The perfect pancake takes a little more know-how than you may think.
Pancakes promise easy luxury. Basic ingredients, a dump-and-stir mixing method, and minutes on the stove. But as simple as they are, turning out tall, perfectly cooked pancakes can be hit or miss. Luckily, it only takes a little precision and subtle tweaks to the mixing, cooking, and flipping to produce top-notch stacks every time.
Pancake loft and tenderness relies on a precise ratio of ingredients. To avoid the disappointment of flat, tough pancakes, we recommend using a kitchen scale to measure flour by weight instead of volume.
Mixing the batter until it’s barely combined also makes for loftier pancakes. The lumps obstruct the flow of the batter so that it sits tall in the pan and retains more air instead of spreading out.
How many times have you found that the first pancakes in a batch are spottily browned, but later batches are more evenly golden? That’s because your pan started out with hot spots that evened out over time. For uniformly golden pancakes from the get-go, preheat your pan over medium-low heat (high heat is a surefire way to create hot spots). This gentler, more gradual approach allows the surface to heat evenly.

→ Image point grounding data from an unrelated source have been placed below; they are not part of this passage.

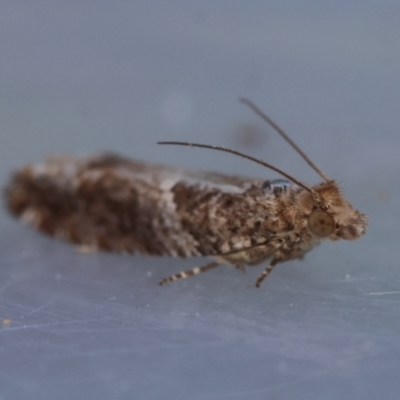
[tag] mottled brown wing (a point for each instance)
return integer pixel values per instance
(116, 204)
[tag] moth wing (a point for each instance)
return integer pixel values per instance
(117, 204)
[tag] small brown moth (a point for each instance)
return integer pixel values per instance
(112, 203)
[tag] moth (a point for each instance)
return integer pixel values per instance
(109, 202)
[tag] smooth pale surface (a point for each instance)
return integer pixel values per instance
(84, 77)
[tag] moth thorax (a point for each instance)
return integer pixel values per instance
(321, 223)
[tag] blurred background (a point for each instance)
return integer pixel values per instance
(84, 77)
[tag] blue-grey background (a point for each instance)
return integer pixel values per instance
(85, 76)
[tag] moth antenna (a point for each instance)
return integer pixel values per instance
(238, 153)
(285, 136)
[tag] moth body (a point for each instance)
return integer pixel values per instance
(116, 204)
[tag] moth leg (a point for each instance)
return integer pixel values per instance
(190, 272)
(266, 272)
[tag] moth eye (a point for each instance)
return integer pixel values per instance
(320, 223)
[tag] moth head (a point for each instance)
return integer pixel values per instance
(331, 215)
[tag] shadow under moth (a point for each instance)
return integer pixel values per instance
(108, 202)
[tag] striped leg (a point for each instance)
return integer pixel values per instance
(190, 272)
(266, 272)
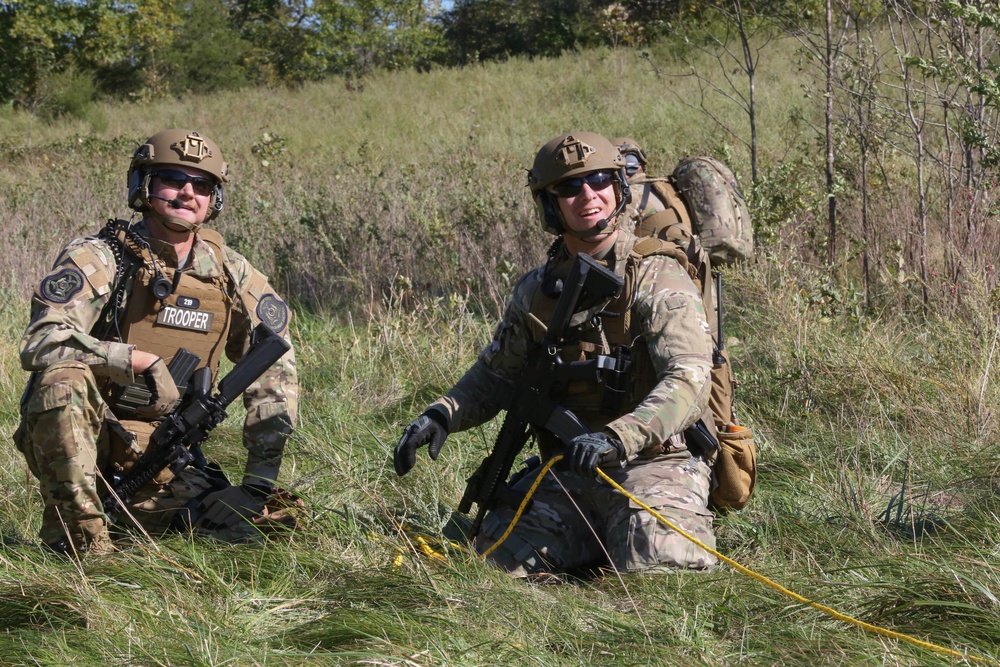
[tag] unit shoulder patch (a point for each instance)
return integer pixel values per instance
(62, 286)
(273, 312)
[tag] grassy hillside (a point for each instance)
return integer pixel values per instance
(396, 218)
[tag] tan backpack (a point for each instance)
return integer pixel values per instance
(719, 214)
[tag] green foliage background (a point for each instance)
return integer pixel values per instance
(395, 218)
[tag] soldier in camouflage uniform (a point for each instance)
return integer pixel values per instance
(106, 321)
(580, 190)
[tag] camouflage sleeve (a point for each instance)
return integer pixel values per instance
(680, 346)
(64, 309)
(472, 401)
(272, 401)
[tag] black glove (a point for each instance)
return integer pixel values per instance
(232, 507)
(585, 452)
(430, 427)
(163, 392)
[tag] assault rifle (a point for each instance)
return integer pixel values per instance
(529, 402)
(176, 442)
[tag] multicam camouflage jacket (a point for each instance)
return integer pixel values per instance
(668, 332)
(71, 298)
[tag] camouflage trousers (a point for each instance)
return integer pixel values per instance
(586, 523)
(64, 435)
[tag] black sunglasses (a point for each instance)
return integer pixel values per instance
(571, 187)
(175, 179)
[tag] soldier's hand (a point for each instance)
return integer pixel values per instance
(163, 391)
(232, 507)
(429, 427)
(585, 452)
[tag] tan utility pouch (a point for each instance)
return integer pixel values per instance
(735, 468)
(128, 440)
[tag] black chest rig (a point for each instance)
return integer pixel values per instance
(613, 369)
(159, 308)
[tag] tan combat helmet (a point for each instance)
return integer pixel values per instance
(635, 157)
(568, 156)
(176, 148)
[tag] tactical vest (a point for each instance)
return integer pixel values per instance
(606, 335)
(196, 316)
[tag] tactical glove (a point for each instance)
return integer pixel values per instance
(231, 507)
(163, 391)
(430, 427)
(585, 452)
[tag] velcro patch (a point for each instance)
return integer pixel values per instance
(273, 312)
(62, 286)
(184, 318)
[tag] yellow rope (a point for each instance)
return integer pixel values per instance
(745, 570)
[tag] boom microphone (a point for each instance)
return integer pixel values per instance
(174, 203)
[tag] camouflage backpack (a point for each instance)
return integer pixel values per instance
(711, 207)
(719, 214)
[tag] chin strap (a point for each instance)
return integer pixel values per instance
(174, 223)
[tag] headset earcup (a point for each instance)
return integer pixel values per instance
(218, 201)
(550, 214)
(136, 196)
(626, 189)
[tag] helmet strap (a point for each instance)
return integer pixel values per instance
(172, 222)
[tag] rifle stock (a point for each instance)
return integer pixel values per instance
(528, 402)
(176, 442)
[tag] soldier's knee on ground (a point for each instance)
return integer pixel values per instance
(82, 537)
(514, 556)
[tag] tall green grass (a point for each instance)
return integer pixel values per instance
(397, 219)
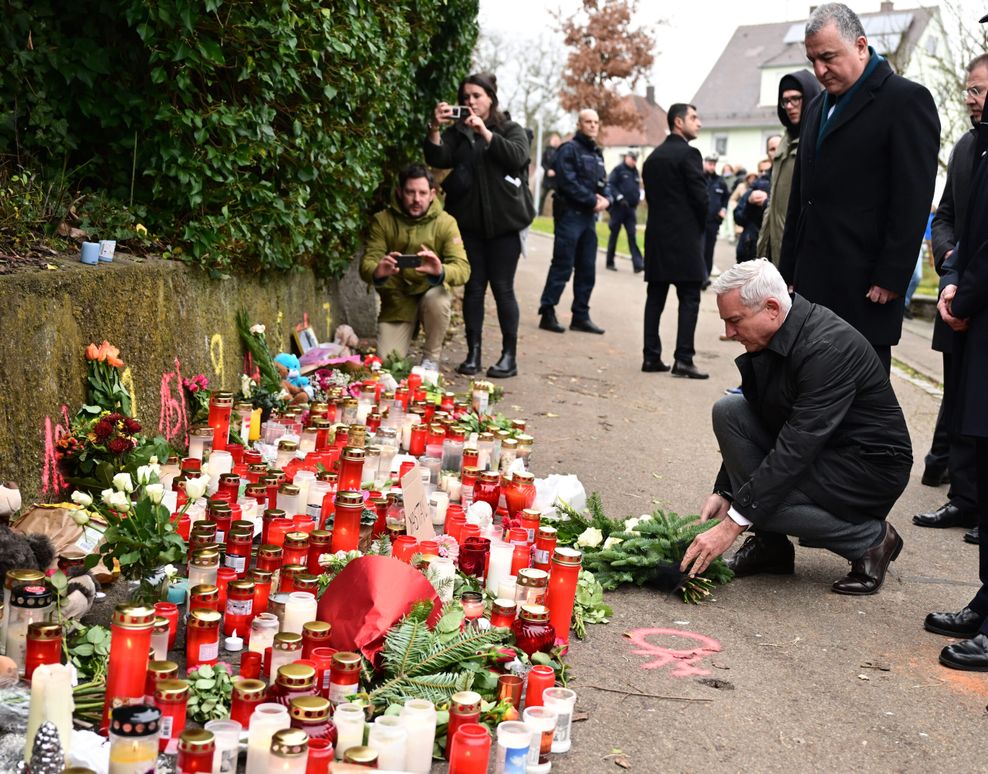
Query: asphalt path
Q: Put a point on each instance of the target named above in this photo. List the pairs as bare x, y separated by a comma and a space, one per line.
772, 673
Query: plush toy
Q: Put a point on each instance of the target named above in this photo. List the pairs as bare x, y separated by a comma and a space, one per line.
291, 378
36, 552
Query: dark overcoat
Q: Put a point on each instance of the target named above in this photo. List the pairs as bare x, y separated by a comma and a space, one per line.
861, 199
967, 268
676, 194
841, 438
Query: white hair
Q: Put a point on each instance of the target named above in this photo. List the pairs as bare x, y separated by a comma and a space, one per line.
758, 281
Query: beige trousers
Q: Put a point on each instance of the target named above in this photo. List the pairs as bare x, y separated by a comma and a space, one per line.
434, 313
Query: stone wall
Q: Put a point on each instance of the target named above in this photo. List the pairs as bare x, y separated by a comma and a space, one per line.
168, 320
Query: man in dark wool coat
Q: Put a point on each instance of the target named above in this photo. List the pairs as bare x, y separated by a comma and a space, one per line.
863, 184
963, 305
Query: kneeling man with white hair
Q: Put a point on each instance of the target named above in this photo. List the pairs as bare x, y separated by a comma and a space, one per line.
815, 447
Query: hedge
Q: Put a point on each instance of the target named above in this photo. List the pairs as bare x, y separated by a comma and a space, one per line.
254, 135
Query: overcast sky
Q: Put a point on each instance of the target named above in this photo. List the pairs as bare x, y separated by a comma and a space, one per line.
691, 39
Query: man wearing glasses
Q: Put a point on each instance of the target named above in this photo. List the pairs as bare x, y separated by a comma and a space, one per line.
796, 90
863, 181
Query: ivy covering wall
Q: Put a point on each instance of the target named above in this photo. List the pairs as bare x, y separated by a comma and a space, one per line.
250, 135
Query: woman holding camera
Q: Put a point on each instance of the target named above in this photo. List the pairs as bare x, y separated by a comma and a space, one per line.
487, 192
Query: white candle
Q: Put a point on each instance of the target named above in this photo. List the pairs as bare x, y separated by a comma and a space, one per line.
299, 609
389, 738
349, 720
265, 720
499, 566
419, 718
51, 699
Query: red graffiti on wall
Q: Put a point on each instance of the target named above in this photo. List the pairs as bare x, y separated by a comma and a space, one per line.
684, 661
173, 421
52, 480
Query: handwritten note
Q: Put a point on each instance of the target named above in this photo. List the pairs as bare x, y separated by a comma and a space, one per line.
418, 520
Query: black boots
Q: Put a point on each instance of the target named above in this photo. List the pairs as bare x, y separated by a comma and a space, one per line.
507, 365
471, 365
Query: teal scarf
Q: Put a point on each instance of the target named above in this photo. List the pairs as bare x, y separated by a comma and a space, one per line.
839, 103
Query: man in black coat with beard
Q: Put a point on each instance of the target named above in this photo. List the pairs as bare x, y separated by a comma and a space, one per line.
677, 211
863, 183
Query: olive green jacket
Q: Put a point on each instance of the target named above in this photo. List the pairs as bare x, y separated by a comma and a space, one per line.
392, 230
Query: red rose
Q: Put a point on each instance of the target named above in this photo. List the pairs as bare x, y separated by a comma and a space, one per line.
119, 445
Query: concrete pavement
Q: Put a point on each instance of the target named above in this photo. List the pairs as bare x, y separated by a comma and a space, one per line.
773, 673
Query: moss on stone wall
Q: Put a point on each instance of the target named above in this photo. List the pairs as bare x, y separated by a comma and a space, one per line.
168, 320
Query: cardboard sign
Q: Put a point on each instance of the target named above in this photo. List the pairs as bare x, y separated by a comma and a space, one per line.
418, 518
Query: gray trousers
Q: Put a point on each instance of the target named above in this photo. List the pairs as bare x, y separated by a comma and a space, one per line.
744, 444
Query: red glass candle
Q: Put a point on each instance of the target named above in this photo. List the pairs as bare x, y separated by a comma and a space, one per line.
158, 671
545, 545
561, 596
540, 677
403, 547
202, 639
130, 648
195, 752
320, 756
464, 708
44, 646
262, 580
246, 695
344, 676
351, 468
172, 698
532, 630
470, 751
320, 542
296, 548
349, 505
239, 607
220, 409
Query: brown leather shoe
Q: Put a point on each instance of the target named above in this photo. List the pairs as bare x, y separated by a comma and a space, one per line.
868, 573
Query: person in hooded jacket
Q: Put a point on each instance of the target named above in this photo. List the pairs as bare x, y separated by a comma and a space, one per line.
487, 193
795, 91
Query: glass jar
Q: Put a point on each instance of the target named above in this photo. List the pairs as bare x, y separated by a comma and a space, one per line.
245, 696
202, 644
133, 731
315, 634
291, 682
464, 707
561, 596
44, 645
311, 715
172, 698
29, 603
545, 546
349, 506
239, 606
344, 677
532, 630
195, 752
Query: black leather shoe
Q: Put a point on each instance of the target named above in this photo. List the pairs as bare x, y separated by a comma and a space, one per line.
758, 554
868, 573
654, 366
548, 322
586, 326
966, 623
688, 370
935, 477
947, 515
970, 655
504, 367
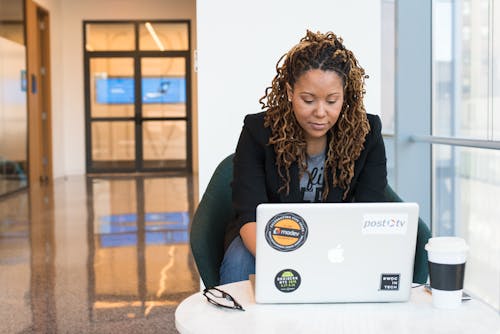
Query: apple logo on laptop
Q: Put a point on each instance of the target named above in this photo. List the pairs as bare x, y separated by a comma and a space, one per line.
336, 255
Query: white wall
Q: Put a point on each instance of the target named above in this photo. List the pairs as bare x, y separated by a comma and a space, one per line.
239, 44
68, 104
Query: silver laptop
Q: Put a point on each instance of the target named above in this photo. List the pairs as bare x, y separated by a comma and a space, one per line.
335, 252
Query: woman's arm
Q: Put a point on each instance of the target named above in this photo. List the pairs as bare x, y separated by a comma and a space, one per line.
372, 179
247, 233
249, 178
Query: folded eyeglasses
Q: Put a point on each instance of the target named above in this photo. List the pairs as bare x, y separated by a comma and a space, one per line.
221, 298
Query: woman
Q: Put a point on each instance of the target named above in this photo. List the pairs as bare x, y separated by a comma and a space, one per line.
313, 142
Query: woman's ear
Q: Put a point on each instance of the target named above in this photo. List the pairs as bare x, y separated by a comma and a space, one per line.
289, 91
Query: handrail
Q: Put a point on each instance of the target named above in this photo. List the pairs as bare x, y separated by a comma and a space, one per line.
476, 143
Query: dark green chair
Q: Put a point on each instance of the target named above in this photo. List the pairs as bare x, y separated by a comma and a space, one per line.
215, 211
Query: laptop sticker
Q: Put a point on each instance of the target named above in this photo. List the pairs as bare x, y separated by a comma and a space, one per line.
389, 282
286, 231
384, 223
287, 280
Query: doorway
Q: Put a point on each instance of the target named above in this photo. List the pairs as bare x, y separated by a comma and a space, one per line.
138, 96
38, 89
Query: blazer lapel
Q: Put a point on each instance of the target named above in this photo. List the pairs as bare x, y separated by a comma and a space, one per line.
294, 193
335, 193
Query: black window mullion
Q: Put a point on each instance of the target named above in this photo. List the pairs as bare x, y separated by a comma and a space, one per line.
138, 102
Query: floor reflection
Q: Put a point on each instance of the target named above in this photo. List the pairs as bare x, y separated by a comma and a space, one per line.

Uneven browning is another common pitfall. The solution is simple: After adding oil to the skillet, wipe it out until there is just a bare sheen remaining. Metal transfers heat better than oil, and wiping out the skillet will prevent oil from pooling under the pancakes and creating areas that cook more slowly and stay relatively pale.
Once you’ve got the batter ready, it’s tempting to start cooking as soon as possible. But it pays to carry out this test to make sure that your griddle is hot enough: Drop a tablespoon of batter in the center. If after 1 minute the pancake is golden brown on the bottom, the pan is ready. If it remains blond, keep preheating; if it burns, lower the heat.
Batter splatting messily onto the pan (or even onto another pancake) when you flip a partially cooked portion can mar its looks.You can minimize the splatter that leads to misshapen pancakes by sliding a thin spatula underneath the pancake and flipping it in a smooth, quick motion, keeping the spatula close to the cooking surface.
To keep cooked pancakes warm while preparing the rest of the batch, transfer them to a 200-degree oven on a wire rack coated with nonstick spray set in a rimmed baking sheet.
If you have a griddle—stovetop or electric—this is the time to use it. They can cook at least 8 pancakes at a time, meaning you can churn out breakfast with minimal batch-cooking. If using an electric griddle, set the temperature between 325 and 350 degrees (use a lower temperature in that range if cooking pancakes in butter, which burns more easily than oil).